Megan McArdle endorses Romney and Obama.
It can be lonely supporting Hillary in certain quarters.
Meanwhile, many Democrats continue to doubt Hillary Clinton because they know that Bill is going to turn the White House into a soap opera and undermine the U.S. government just by being Bill.
Walter Shapiro, a former Carter aid, also writes openly about his qualms with both Barack Obama and Hillary Clinton.
Rebecca Traister writes about how her father proudly voted for Geraldine Ferraro for vice president in 1984. Here we are twenty-four years later, and she is not sure she can vote for Hillary.
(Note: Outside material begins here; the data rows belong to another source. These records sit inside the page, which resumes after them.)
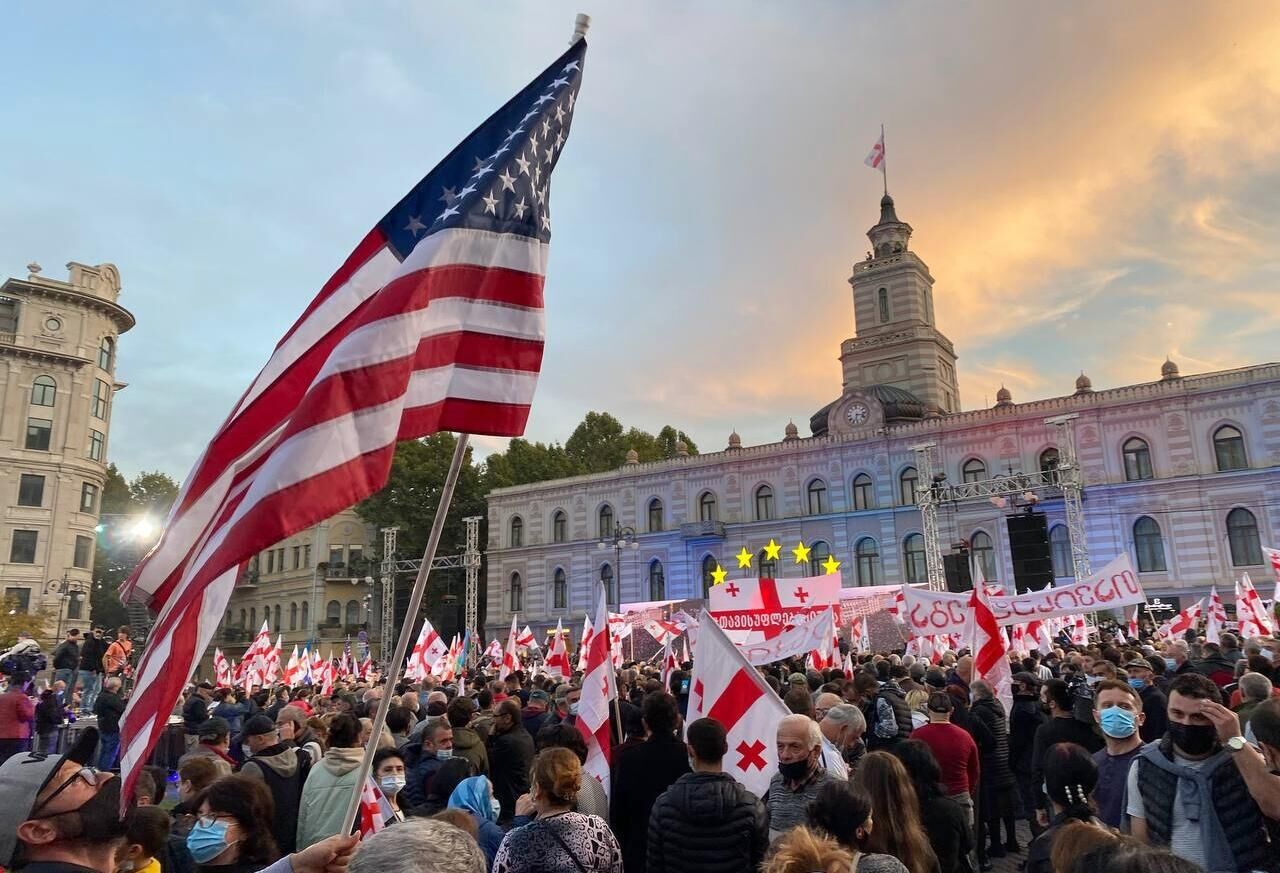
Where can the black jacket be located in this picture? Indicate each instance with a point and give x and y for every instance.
(640, 775)
(511, 754)
(91, 654)
(109, 707)
(707, 823)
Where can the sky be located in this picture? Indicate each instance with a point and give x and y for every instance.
(1095, 187)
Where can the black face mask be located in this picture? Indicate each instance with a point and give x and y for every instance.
(1192, 739)
(97, 819)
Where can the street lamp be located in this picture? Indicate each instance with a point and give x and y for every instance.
(622, 538)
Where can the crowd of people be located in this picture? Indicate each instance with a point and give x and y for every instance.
(1111, 758)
Camille Paglia speaks for many of us when she hopes that Barack Obama buries the Clintons' ambitions:
'Hillary's willingness to tolerate Bill's compulsive philandering is a function of her general contempt for men. She distrusts them and feels morally superior to them. Following the pattern of her long-suffering mother, she thinks it is her mission to endure every insult and personal degradation for a higher cause -- which, unlike her self-sacrificing mother, she identifies with her near-messianic personal ambition.
'It's no coincidence that Hillary's staff has always consisted mostly of adoring women, with nerdy or geeky guys forming an adjunct brain trust. Hillary's rumored hostility to uniformed military men and some Secret Service agents early in the first Clinton presidency probably belongs to this pattern. And let's not forget Hillary, the governor's wife, pulling out a book and rudely reading in the bleachers during University of Arkansas football games back in Little Rock.
'Hillary's disdain for masculinity fits right into the classic feminazi package, which is why Hillary acts on Gloria Steinem like catnip. Steinem's fawning, gaseous New York Times op-ed about her pal Hillary this week speaks volumes about the snobby clubbiness and reactionary sentimentality of the fossilized feminist establishment, which has blessedly fallen off the cultural map in the 21st century. History will judge Steinem and company very severely for their ethically obtuse indifference to the stream of working-class women and female subordinates whom Bill Clinton sexually harassed and abused, enabled by look-the-other-way and trash-the-victims Hillary.'
Sometimes it takes someone as blunt as Camille to say what many of us have felt since 1992.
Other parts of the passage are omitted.